I came to in a bright white room with only 3 beds. I was the only person in the room as well as two nurses looking after me. I woke to find myself holding onto a plastic cup of water and automatically lifting it up to my mouth to take a sip. I had a saline drip running into my hand, great, I thought, what the hell has happened?!
I looked around, I already had my glasses on, that’s weird, they normally make you ask for your glasses in recovery.
“Did I ask for a drink?” I asked the brunette nurse feeling very confused.
“Yes you did sweet heart, you were asking about equipment too a little while ago, not sure what it was exactly though!” She then went onto explain about the saline, “you were ever so pale when you came out and your blood pressure dropped very low, gave us a bit of a scare at one point, but we have pushed some fluids through you and it is picking up now. You have more colour in you cheeks too.”
“Great, thanks, just don’t tell my mum about the little scare, she’ll only worry and she doesn’t need that. Can you sit me up a bit please?” I hated being flat on my back like that with nothing nice to look at above. She raised the back of the bed up at an angle so I was more propped up and we all sat chatting about ER and horses for some reason. Then we moved on to discuss the brunette nurses love life… It was going to be a leap year tomorrow and she was doing the time honoured tradition of proposing to her boyfriend, none other than the gorgeous anaesthetist!
A short while later after I had been chatting away they wheeled me back through to the main day unit where the chief nurse greeted me with an offer of biscuits, obviously I opted for the Jammie Dodgers, or rather the hospitals cheaper version and munched happily, they fetched me another cup of water and told me that my mum had phoned up while I was still in recovery. The nurse went out into the waiting room and found mum sat there and brought her through.

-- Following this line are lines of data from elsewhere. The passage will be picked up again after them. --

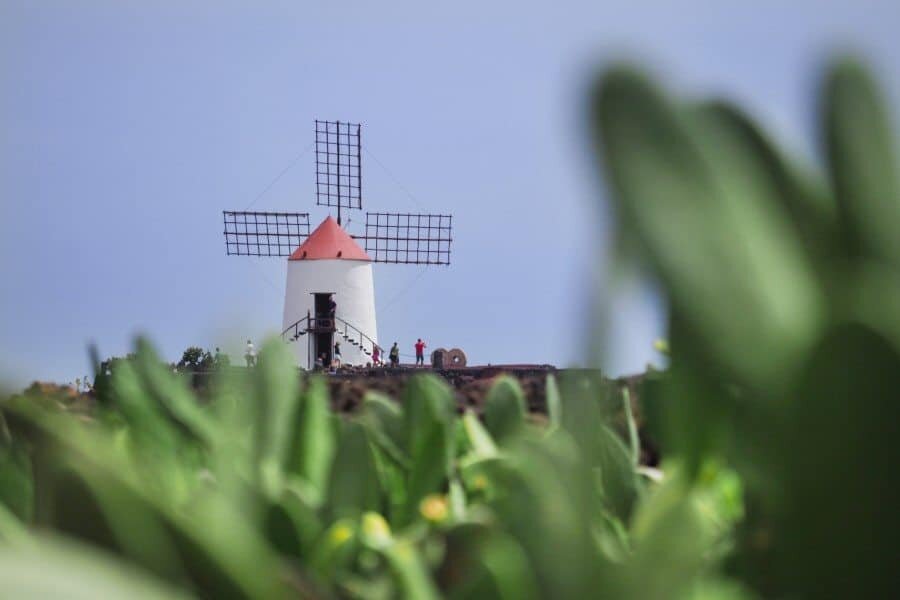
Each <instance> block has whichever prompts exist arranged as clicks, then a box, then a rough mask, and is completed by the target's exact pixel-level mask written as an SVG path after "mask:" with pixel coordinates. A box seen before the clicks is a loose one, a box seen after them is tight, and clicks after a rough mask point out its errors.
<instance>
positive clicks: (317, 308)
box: [313, 292, 334, 367]
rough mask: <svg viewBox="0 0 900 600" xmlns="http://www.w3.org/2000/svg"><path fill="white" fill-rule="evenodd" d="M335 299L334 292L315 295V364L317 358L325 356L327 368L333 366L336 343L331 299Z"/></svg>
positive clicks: (325, 363)
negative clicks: (331, 308)
mask: <svg viewBox="0 0 900 600" xmlns="http://www.w3.org/2000/svg"><path fill="white" fill-rule="evenodd" d="M333 297H334V293H333V292H319V293H314V294H313V298H314V304H313V306H314V310H315V319H316V325H315V331H316V334H315V336H314V337H315V342H314V343H313V347H314V349H315V352H316V355H315V356H314V357H313V362H315V359H316V358H319V357H320V356H323V355H324V360H323V361H322V362H323V364H324V366H325V367H328V366H330V365H331V360H332V359H333V358H334V357H333V354H332V353H333V352H334V348H333V342H334V321H333V319H332V315H331V299H332V298H333Z"/></svg>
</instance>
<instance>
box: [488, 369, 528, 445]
mask: <svg viewBox="0 0 900 600" xmlns="http://www.w3.org/2000/svg"><path fill="white" fill-rule="evenodd" d="M525 414H526V409H525V395H524V394H523V393H522V386H520V385H519V381H518V380H517V379H515V378H514V377H510V376H508V375H501V376H500V377H498V378H497V379H496V380H495V381H494V383H493V385H492V386H491V389H490V390H489V391H488V394H487V398H485V401H484V423H485V426H486V427H487V430H488V431H489V432H490V433H491V436H492V437H493V439H494V440H496V441H497V443H498V444H500V445H503V444H504V443H505V442H507V441H508V440H509V439H511V438H512V437H514V436H516V435H518V434H519V432H520V431H521V430H522V427H523V426H524V425H525Z"/></svg>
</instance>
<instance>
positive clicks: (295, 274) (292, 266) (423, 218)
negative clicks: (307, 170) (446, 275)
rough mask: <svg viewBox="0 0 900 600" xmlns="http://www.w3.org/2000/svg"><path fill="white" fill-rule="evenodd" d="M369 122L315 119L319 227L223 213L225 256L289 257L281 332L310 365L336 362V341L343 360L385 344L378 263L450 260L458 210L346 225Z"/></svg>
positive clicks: (358, 178) (354, 208)
mask: <svg viewBox="0 0 900 600" xmlns="http://www.w3.org/2000/svg"><path fill="white" fill-rule="evenodd" d="M361 129H362V127H361V126H360V125H359V124H356V123H347V122H343V121H319V120H317V121H316V122H315V148H316V205H317V206H324V207H327V208H328V209H329V214H328V216H326V217H325V219H324V220H323V221H322V222H321V223H320V224H319V226H318V227H316V229H315V230H313V231H312V233H310V231H309V229H310V226H309V213H306V212H263V211H223V213H222V216H223V220H224V224H225V231H224V234H225V253H226V254H227V255H235V256H253V257H260V256H267V257H271V256H275V257H280V258H283V257H287V276H286V286H285V296H284V313H283V318H282V334H281V335H282V338H283V339H285V340H286V341H288V342H291V343H292V346H293V348H294V351H295V356H296V357H297V364H299V365H300V366H302V367H305V368H307V369H309V368H312V366H313V365H314V363H315V360H316V358H317V357H320V356H324V359H325V362H326V364H328V363H330V362H331V361H332V359H333V358H334V344H335V342H340V345H341V358H342V360H343V361H344V363H345V364H355V365H361V364H365V363H366V362H368V361H369V360H371V359H370V358H369V357H371V355H372V351H373V349H374V348H375V347H376V346H378V335H377V330H376V323H375V287H374V283H373V276H372V263H387V264H406V265H449V264H450V242H451V241H452V240H451V237H450V234H451V228H452V216H451V215H443V214H427V213H398V212H367V213H366V221H365V230H364V233H363V234H360V235H351V234H350V233H348V232H347V231H346V230H345V229H344V228H343V227H342V225H341V223H342V216H343V214H342V213H343V212H344V211H348V210H362V168H361V166H362V165H361V155H360V149H361V148H362V144H361V135H360V134H361ZM331 209H334V210H335V212H336V213H337V219H335V218H333V217H332V216H331V214H330V213H331ZM360 244H362V245H360Z"/></svg>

We all sat in my cubicle until 5pm when I was allowed to go home to rest. The nurse told us we were lucky I was being operated on on the Thursday as it was that night (last night) that the hospital was being closed to admissions and any emergency cases would be “stored” in the day unit ward! This was all down to the latest super bug… Norovirus. I was just glad that it was in the other hospital building. Just after the nurse told us this, we packed up my things and hobbled back up to the car. This was after arguing with the nurse that I was partially weight bearing and needed my crutches. The surgeon wrote on my notes FWB (fully weight bearing) when he had told us that I would be partial weight bearing! Crazy people!
Anyway, after a lengthy post, I am now back home and having to lie very still due to a very bloody leg. I was told the operation went well, but they all forgot it takes me a long time to stop bleeding! All will be well.